The library itself was located in an odd place in the middle of campus. There was a cement sidewalk that jutted into a swatch of grass and then just ended. When I would announce new additions to the library, I would refer to it as “the library WHERE THE SIDEWALK ENDS.”

where the sidewalk endsAnd every student and every adult knew what I was referring to: the delightful first collection of poems by Shel Silverstein that every student had loved as a child and every adult of a certain age remembered reading to his or her own. The poems in Where the Sidewalk Ends are silly, irreverent, charming, and knowing.

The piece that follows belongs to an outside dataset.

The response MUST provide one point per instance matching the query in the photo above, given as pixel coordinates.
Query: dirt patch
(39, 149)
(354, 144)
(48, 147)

It’s the silly irreverence that children most love: as if the adult Silverstein—unlike other adults in their world— was clued into the fears, the joys, the silliness, the incomprehension, the absurdity with which they view the world.

Yet, Silverstein was more than a children’s poet. He began as a cartoonist, and a successful one. It was his cartoons that prompted his publisher to suggest a book of poems. He was also a playwright–David Mamet called him his best friend–with over 100 one-act plays under his belt.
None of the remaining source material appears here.